Like when you're pumping in that transcript and you're saying, summarize this for me, it's taking a look and it's saying like, okay great, you gave me some context, but it turns out I really don't know much about any of this stuff.
So here you go, here's a response back. And then, you know, you might, here's the best I can do and you might give an additional prompt and feed it through more and more and more like, so we'll have to see like there's a whole bunch, like I've, I've been trying to kind of play around and take some courses on the side on just prompt engineering to kind of figure some of that stuff out.
And it's really interesting like the more time you spend with some of the large language models, like, you know, I really wanna go play with like llama two one now just announced with Meta and Microsoft as well just to kinda see like where it sits and, and where it compares. But like you, you run into this pretty consistent like formulaic thing, right? Of like, okay great, I need to provide a prompt. So the very first thing we need to do is set some context.
We additionally need to set some tone. We also need to give some guidance around like desired outputs, right? Like what are my desired outcomes here? And once you've started going down that path, like some of these like prompt you know, mazes that you start going down, they get pretty complex and pretty involved. And if Microsoft has kind of solved some of that for the everyday person, like I'd be happy not to have to do those things every single time.

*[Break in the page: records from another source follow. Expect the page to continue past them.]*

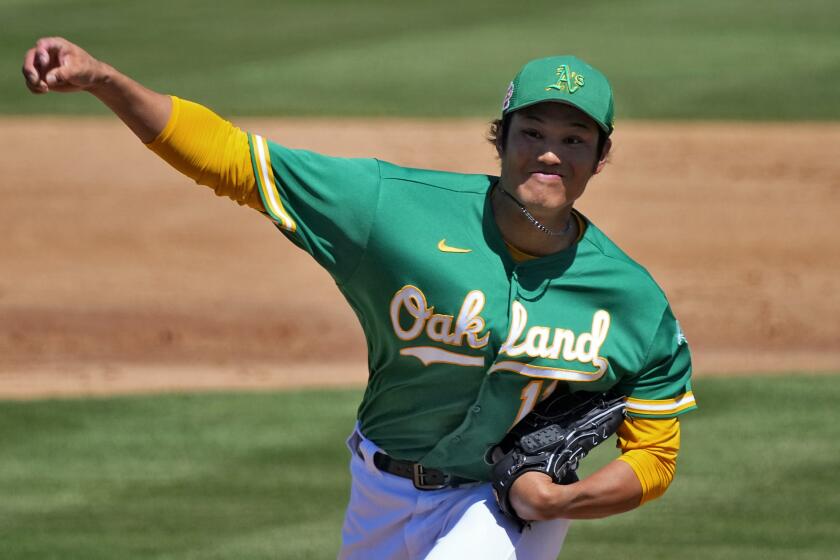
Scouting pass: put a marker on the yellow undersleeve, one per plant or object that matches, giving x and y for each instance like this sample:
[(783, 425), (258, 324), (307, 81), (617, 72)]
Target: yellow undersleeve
[(210, 150), (650, 447)]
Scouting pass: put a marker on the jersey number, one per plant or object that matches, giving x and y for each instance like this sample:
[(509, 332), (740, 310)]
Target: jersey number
[(531, 394)]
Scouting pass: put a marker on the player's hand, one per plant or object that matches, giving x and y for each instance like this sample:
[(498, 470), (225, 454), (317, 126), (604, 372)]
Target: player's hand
[(56, 64), (535, 497)]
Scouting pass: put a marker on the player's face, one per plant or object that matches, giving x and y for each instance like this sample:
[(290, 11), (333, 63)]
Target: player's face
[(550, 155)]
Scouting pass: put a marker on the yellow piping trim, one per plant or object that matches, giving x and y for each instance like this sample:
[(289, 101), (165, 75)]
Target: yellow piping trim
[(268, 187)]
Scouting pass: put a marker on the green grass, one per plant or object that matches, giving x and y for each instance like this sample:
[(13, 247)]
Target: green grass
[(263, 475), (752, 59)]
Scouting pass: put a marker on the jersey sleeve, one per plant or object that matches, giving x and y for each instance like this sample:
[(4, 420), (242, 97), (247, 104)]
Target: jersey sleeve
[(662, 386), (325, 205)]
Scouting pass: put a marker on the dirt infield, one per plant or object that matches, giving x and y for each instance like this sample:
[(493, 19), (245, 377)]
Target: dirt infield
[(119, 275)]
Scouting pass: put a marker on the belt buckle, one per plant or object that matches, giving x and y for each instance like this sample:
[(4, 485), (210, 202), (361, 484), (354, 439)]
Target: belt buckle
[(420, 479)]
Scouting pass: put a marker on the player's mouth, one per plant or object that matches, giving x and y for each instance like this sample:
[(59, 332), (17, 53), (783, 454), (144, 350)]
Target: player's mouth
[(547, 177)]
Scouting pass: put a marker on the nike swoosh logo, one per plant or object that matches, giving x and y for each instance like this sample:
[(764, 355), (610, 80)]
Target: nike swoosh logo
[(447, 249)]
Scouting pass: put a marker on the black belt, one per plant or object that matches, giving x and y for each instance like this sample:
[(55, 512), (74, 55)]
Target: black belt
[(423, 478)]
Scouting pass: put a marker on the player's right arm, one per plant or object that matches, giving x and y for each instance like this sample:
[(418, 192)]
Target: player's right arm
[(191, 138), (56, 64)]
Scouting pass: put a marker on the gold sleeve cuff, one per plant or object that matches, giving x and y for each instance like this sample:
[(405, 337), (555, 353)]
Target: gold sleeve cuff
[(210, 150), (650, 447)]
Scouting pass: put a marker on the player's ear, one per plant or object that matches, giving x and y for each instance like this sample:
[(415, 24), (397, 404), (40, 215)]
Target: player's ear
[(602, 159)]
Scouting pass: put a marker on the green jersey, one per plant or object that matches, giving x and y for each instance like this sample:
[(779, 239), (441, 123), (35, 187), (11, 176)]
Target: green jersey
[(462, 340)]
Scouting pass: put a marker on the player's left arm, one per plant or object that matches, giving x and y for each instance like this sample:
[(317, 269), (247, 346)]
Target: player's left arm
[(643, 472), (649, 439)]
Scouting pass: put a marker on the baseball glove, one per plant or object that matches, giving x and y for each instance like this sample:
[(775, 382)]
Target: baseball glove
[(552, 439)]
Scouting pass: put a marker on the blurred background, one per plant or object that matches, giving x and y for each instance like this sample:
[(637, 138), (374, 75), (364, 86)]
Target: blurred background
[(162, 373)]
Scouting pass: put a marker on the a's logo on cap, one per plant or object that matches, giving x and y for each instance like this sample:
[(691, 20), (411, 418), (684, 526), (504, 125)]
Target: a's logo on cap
[(508, 95), (567, 80)]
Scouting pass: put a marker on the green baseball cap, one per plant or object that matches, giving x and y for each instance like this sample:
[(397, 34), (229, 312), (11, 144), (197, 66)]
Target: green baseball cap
[(564, 79)]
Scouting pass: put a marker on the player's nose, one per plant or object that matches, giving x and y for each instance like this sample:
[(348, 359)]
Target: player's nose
[(550, 157)]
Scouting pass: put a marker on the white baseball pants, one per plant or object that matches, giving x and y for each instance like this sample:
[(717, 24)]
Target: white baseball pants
[(388, 518)]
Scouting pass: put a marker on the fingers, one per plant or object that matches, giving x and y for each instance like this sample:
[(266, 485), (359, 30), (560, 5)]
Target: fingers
[(33, 77), (50, 65)]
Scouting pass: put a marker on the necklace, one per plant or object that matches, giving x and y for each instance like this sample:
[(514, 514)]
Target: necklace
[(536, 223)]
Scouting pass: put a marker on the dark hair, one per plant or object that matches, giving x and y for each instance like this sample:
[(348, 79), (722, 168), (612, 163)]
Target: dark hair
[(500, 127)]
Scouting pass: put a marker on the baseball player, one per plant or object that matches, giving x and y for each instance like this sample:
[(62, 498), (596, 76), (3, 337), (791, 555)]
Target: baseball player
[(479, 296)]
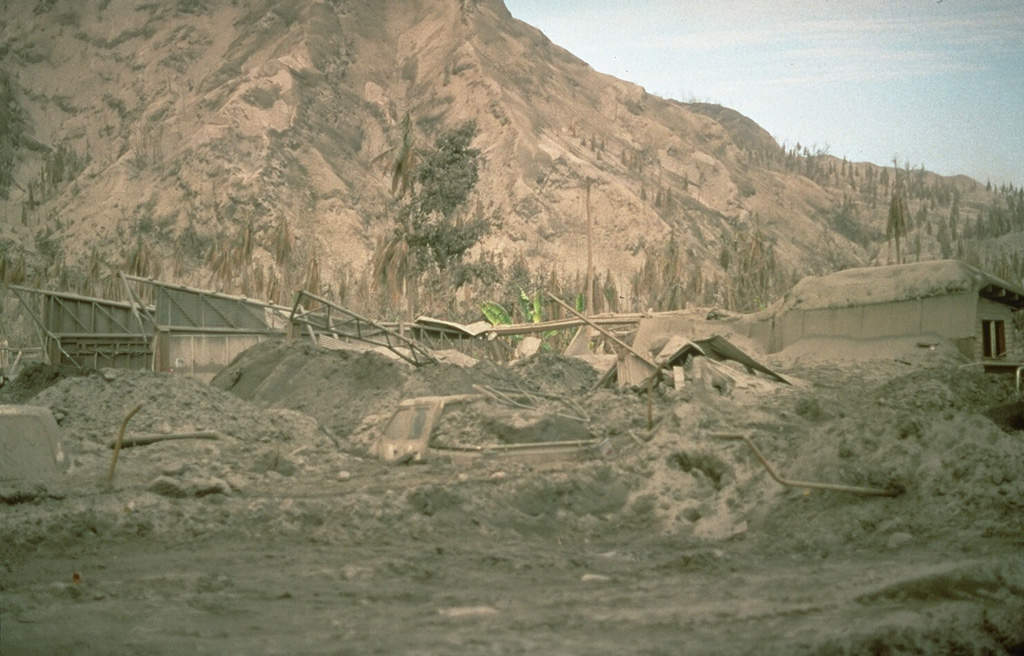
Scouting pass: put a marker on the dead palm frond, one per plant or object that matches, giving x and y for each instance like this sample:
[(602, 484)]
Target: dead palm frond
[(404, 157), (391, 266), (284, 244)]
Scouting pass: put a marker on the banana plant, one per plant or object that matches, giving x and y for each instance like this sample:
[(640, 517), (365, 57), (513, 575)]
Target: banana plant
[(532, 309), (496, 313)]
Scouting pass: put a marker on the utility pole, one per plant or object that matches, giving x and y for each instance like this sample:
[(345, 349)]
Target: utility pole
[(589, 293)]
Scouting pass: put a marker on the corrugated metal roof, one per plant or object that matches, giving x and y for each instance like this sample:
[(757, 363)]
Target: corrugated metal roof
[(898, 282)]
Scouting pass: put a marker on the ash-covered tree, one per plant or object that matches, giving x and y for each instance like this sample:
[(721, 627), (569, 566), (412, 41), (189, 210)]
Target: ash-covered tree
[(433, 222), (11, 126)]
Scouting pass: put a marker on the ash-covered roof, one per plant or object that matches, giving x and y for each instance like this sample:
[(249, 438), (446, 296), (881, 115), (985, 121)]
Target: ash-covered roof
[(899, 282)]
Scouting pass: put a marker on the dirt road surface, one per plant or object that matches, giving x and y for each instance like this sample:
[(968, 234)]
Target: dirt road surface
[(286, 536)]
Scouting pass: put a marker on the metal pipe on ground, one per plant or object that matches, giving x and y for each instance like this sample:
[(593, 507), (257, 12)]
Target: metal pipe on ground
[(836, 487)]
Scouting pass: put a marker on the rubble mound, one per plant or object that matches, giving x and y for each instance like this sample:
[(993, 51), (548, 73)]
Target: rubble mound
[(341, 388), (36, 378)]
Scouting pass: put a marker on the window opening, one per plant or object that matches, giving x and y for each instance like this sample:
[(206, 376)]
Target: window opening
[(993, 338)]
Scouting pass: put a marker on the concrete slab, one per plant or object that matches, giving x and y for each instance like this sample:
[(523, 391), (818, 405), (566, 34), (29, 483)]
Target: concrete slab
[(30, 444)]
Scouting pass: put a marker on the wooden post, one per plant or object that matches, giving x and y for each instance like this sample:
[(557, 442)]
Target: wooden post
[(589, 293)]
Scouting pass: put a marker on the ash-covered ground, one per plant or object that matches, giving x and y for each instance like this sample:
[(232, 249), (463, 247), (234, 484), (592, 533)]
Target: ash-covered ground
[(287, 535)]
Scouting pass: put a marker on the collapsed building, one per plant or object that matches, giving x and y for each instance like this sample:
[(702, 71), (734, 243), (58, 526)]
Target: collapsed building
[(945, 299)]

Like , I, I'm kind of over having to type in like, hey, use this tone, pretend you're, you know, blah blah blah with this many years of experience, right? You know, give your answer in this particular framework or this particular format. Like if I didn't have to do that every time, like yeah, that'd be awesome , like that might actually save me. That'd nice.

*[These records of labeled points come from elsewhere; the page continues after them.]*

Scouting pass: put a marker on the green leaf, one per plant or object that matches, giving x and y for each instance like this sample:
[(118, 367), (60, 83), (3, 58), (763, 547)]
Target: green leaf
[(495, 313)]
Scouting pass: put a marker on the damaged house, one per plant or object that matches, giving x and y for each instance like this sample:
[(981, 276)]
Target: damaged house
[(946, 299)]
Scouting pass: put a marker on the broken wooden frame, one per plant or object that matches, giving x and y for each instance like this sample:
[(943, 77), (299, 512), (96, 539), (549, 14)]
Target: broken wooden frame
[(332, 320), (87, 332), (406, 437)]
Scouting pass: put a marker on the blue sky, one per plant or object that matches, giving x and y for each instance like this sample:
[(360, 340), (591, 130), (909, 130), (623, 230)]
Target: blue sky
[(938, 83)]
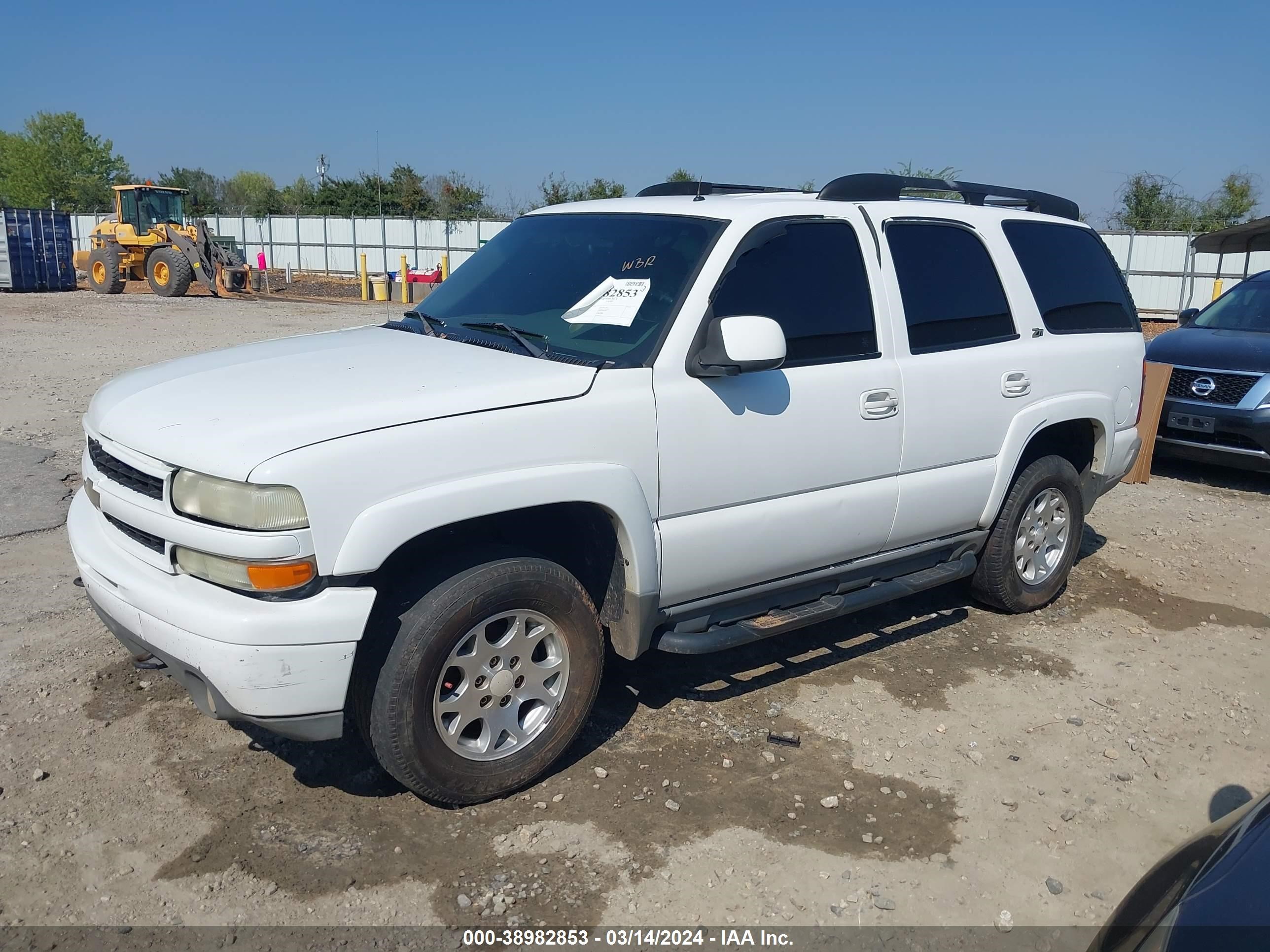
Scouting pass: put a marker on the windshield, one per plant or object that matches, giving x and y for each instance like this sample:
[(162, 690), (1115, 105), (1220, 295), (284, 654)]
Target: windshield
[(1246, 306), (159, 207), (594, 286)]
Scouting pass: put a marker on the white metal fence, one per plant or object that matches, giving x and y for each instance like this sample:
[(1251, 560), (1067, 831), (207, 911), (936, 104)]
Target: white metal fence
[(331, 245), (1164, 274)]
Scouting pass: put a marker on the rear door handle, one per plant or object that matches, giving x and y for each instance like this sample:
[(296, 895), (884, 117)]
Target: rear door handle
[(879, 404), (1015, 384)]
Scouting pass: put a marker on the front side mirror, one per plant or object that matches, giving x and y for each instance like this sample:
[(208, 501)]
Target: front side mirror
[(740, 344)]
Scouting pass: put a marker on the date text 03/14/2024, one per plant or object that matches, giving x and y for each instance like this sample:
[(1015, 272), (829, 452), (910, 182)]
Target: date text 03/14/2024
[(624, 937)]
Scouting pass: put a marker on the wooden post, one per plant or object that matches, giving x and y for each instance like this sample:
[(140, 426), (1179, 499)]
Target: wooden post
[(1154, 389)]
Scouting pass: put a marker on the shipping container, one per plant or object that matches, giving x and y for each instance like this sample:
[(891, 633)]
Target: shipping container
[(36, 252)]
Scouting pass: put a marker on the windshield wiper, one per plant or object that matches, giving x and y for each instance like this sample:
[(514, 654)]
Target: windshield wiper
[(427, 320), (516, 333)]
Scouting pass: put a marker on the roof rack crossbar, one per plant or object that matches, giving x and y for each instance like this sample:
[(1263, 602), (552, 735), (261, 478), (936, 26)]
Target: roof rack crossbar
[(705, 188), (878, 187)]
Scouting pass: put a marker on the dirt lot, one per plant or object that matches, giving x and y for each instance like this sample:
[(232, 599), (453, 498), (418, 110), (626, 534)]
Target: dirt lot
[(973, 756)]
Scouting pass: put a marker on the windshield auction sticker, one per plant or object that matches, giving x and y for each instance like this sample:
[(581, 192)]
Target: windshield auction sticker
[(614, 301)]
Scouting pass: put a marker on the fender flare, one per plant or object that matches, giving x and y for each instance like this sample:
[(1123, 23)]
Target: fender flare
[(1089, 406), (387, 526)]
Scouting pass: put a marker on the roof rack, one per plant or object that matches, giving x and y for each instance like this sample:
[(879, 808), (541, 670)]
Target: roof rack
[(870, 187), (705, 188)]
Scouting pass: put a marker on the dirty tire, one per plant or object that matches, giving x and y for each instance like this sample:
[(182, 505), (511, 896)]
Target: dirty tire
[(169, 263), (393, 700), (103, 271), (996, 580)]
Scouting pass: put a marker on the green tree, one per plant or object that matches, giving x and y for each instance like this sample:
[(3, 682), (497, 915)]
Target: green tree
[(298, 197), (252, 193), (558, 190), (349, 197), (459, 199), (8, 142), (204, 188), (55, 159), (1151, 202), (406, 187), (1234, 202)]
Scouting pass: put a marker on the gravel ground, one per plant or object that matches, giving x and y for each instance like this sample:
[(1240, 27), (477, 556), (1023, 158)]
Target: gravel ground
[(953, 762)]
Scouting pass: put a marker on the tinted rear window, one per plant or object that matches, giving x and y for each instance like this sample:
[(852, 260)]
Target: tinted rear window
[(1072, 277), (810, 277), (952, 294)]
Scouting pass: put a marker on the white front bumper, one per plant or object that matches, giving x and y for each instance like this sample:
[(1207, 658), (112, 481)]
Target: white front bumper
[(259, 659)]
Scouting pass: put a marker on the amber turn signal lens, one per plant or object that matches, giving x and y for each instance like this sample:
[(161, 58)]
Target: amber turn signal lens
[(272, 578)]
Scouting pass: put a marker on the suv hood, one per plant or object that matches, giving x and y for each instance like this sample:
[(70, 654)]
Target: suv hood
[(226, 411), (1213, 349)]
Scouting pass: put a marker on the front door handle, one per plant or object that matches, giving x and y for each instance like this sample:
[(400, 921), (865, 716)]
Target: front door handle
[(879, 404), (1015, 384)]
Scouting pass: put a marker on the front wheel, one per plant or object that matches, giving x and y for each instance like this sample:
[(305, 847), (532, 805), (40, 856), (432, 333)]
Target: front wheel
[(1034, 543), (169, 272), (490, 677)]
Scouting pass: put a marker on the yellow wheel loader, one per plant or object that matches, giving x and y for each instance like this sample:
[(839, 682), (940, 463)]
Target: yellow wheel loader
[(149, 240)]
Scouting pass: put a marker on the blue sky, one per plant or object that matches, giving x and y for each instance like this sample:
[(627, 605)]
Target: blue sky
[(1067, 98)]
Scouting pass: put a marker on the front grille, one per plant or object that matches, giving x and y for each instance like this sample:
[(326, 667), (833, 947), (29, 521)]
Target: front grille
[(1233, 441), (136, 535), (121, 473), (1230, 390)]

Save me a bunch of time back to like, hey, is it worth the money? Like maybe, so the magic sauce is gonna have to be in the meta prompts, the ability to kind of pull that information in and provide enough context to you, the backend engine and then spit it out to us as users on the other side, which I'm all about, like I said, like I, I've seen, you know, from some of the demos things like, hey, just add a loop component and go ahead and, and like you said,
like draft a response to this R F P based on our meeting notes from yesterday and you just pointed over to the OneNote where you went and you talked about that R F P and wrote down all your notes with your sales team and your product team and yeah. You know, and delivery and everybody who needed to be involved in that process. Like if it can do that, great , right? Uh, but.
But do all my meeting notes have to be in the right format and like I know my meeting notes, sometimes I have to go back and retype them for me to even understand them, let alone for AI to understand what I talked about . But again, maybe if I go back and retype 'em, clean 'em up a little bit and then I can generate the R F P based on some cleaned up meeting notes. I don't know, uh. You know, there, there's always a chance.

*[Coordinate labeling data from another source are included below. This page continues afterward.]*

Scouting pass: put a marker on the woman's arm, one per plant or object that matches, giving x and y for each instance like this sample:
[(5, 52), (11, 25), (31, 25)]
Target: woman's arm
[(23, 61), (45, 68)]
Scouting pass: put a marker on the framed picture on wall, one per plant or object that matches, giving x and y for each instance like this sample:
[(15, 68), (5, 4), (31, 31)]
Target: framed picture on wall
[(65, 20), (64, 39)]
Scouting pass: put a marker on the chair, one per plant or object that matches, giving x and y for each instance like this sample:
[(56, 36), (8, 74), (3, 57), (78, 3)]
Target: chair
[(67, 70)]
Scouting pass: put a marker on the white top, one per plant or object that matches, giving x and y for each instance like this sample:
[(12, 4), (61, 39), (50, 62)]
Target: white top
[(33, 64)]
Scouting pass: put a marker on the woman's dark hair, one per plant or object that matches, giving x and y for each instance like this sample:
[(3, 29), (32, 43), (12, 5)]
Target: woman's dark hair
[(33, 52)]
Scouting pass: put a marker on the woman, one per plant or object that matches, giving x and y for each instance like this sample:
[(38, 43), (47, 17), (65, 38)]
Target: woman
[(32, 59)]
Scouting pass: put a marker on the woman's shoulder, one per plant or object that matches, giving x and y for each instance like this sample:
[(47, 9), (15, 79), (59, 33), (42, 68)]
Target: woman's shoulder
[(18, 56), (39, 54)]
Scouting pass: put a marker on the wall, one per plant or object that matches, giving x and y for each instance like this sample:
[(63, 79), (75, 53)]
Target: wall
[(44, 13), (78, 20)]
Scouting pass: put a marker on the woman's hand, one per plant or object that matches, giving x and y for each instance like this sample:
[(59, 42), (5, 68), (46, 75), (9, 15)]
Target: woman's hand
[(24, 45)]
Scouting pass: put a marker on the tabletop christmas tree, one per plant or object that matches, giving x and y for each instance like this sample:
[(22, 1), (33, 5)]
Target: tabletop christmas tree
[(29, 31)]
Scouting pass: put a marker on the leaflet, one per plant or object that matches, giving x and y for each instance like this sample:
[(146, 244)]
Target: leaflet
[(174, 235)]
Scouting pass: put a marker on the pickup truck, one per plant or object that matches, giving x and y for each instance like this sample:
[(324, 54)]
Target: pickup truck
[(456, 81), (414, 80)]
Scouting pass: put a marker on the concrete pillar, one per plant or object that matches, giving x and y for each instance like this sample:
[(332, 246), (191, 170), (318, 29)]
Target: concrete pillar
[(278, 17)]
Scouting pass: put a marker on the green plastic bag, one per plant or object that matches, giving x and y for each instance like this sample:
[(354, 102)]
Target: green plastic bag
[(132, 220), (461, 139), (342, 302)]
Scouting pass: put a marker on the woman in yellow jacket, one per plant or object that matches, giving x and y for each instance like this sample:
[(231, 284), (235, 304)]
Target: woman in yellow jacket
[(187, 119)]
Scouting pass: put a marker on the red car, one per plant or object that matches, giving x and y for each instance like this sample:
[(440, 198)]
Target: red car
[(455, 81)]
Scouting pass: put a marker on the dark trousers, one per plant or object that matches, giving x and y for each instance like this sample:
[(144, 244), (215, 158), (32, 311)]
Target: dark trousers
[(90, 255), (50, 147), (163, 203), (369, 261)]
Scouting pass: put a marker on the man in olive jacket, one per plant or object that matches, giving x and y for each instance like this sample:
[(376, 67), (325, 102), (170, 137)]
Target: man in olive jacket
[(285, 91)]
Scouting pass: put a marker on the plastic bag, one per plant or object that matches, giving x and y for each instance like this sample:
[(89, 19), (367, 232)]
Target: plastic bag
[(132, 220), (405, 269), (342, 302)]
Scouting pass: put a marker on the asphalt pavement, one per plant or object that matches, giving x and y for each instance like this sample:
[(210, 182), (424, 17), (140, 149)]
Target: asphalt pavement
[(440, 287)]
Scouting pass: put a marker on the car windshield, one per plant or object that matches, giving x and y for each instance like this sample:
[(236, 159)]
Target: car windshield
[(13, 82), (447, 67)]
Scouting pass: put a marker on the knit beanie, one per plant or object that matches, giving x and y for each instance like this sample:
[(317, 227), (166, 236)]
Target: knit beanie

I think that's the initial, that's the initial feedback is your initial point. Like at 30 bucks a month, that's almost the same price as a Microsoft 365 E three, it's, there's nothing that even comes close to being that much of an increase on top of your bill that they've introduced. It just feels like a lot of money, especially if you're a big company that has 10,000 employees and all of a sudden now you're looking at spending $300,000 to at ai I to your tenant, uh. Yeah.
A month, sorry, $300,000 a month. We'll see where. Three point where it falls out million, I think it's really gonna be worth it for some people. I think some people are gonna hop on the train and and potentially be disappointed early on just in some of the capabilities or lack thereof. I do worry that you kinda like you burn customer credit there .
'cause you're gonna want them to come back and, and you know, for the most part, like once you're into a lot of these SaaS products, like it's not just Microsoft stuff. Like there's other sassy things that I pay for as well and like I'm very happy to do it because they bring me a bunch of value. But if that derived value isn't there upfront and like they lose you, like, I don't know, when do you come back? Like what do they do it when you back over?
It's hard. It's, it's super hard, right? Once you've turned it out that way. So we'll see. It's the whole trust thing. It's a whole lot easier to lose trust than it is to gain it back. And I think that's some of this is once you lose trust in that co-pilot, can you get it back and hopefully it'll be good enough that no one will and I will absolutely be one of those that signs up for it as soon as I can get
it and we'll test it out. But with that, Scott, I don't have a co-pilot telling me I have a meeting, but I have calendar announcements and appointments and alerts bleeping in my ear and telling me that I need to go to a meeting. Yeah. Yeah it is. Uh, it's one of those things that happens, huh? Yes. Now if I could, here's an now co-pilot.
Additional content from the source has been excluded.